I am having trouble with a complicated regex. I have tried this every way I can think of, and I can always only get "almost" there --
I have a block of 5 messages:
---Agent 1: Wednesday 08/16/2017 | 11:43 AM ---
Message 1
--- Agent 1: Friday 06/09/2017 | 9:02 AM ---
Message 2
--- Agent 1: Friday 04/14/2017 | 10:35 AM ---
Message 3
--- Agent 1: Monday 02/13/2017 | 12:07 AM ---
This
is
message
3
--- Agent 1: Monday 12/19/2016 | 1:31 PM ---
Message 4
--- Agent 1: Monday 10/24/2016 | 10:48 AM ---
Message 5
One problem is that some of them have a space before the first ---
. Another is multi-line messages.
What I am trying to do is peel out all the individual messages. Basically everything between the first occurrence of ---
and every other occurrence thereafter. I would like my result to look like:
---Agent 1: Wednesday 08/16/2017 | 11:43 AM ---
Message 1
I have tried variations of ---.*? (---)
(matching every other ---
) But then I have no way of parsing out the message itself. I have also tried to manually do this:
(?<=\: )(.*?)(?= \|)|(\---)(\r\n|\r|\n)(\r\n|\r|\n)(.*?)(\r\n|\r|\n)(\r\n|\r|\n)(\---)

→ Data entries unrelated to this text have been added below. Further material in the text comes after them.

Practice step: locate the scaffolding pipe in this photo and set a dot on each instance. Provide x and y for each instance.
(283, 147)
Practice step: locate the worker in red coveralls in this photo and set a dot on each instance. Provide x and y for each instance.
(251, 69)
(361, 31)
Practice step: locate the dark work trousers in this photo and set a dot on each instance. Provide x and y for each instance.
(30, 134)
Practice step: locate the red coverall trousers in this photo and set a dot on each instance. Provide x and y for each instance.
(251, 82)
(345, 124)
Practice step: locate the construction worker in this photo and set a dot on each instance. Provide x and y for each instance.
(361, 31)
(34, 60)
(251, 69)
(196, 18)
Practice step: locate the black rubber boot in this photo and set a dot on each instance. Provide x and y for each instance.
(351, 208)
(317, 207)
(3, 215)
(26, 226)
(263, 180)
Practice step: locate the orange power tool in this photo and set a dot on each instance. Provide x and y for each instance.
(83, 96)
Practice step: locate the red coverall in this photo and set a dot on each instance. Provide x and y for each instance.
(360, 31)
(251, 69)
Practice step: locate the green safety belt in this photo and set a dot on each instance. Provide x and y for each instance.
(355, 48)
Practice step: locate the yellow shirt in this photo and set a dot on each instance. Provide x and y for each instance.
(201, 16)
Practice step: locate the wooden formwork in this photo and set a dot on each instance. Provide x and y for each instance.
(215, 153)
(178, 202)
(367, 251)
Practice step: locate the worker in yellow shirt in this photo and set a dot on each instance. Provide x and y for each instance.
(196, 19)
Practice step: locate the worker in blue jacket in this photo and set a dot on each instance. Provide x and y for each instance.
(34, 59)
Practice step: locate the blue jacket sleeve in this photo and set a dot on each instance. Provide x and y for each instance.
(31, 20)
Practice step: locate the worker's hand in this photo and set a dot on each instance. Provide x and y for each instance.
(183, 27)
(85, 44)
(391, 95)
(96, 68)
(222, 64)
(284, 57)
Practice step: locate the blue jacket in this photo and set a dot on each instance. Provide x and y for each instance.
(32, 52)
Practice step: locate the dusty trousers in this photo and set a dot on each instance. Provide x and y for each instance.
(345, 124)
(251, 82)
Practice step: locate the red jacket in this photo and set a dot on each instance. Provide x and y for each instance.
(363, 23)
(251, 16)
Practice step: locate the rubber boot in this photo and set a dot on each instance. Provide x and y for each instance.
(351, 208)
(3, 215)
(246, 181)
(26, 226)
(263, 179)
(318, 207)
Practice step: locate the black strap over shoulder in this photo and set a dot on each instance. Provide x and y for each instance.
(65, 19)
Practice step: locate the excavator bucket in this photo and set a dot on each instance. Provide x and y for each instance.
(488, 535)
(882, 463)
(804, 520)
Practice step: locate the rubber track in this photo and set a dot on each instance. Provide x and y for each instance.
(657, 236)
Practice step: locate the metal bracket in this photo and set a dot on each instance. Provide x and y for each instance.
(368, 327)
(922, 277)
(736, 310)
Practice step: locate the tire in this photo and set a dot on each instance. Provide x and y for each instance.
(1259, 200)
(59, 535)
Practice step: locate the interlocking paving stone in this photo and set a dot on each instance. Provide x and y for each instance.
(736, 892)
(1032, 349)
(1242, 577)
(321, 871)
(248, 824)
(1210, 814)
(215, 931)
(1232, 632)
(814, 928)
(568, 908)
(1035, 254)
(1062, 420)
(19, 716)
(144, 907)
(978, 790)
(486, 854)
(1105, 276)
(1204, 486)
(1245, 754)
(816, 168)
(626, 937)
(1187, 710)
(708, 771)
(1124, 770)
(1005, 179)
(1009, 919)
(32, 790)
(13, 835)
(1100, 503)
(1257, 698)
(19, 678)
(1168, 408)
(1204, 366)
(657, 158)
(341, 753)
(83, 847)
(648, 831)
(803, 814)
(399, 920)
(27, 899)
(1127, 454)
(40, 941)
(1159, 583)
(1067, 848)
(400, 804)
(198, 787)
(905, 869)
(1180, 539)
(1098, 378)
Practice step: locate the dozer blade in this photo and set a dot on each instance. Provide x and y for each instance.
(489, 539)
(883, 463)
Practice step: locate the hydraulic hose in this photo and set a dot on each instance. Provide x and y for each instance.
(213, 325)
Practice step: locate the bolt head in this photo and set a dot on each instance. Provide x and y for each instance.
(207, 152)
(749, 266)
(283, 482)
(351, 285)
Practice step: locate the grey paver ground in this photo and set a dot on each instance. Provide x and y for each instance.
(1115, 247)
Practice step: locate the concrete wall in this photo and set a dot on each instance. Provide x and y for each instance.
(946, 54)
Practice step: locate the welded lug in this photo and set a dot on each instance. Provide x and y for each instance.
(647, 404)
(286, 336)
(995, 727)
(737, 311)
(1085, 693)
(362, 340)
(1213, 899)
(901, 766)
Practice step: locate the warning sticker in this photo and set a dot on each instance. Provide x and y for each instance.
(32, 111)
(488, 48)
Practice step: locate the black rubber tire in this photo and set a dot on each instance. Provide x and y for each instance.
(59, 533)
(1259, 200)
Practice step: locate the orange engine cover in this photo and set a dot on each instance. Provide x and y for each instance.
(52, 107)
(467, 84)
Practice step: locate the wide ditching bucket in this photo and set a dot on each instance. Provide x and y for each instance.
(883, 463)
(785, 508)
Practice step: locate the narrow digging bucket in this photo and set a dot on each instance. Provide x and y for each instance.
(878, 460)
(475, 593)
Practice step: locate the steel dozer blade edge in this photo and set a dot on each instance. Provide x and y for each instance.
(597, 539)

Which works until you have a multi-line message. (message 3)
I have also tried multiple steps -- trimming
the first or last ---
using str_replace
but this is foiled by the ones that have a preceding space!
It's always the second ---
after the time, the multi-line message, or the preceding space before ---
that trips me up. Does anyone have a more elegant solution than the monstrosity I am creating?
/---.*---\s*\R.*(?=---|$)/gsU
---.*---\s*\R
- selects the 1st line with message description. Than .*(?=---|$)
gets the rest of a message up to start of the next one (---) or the end of the string.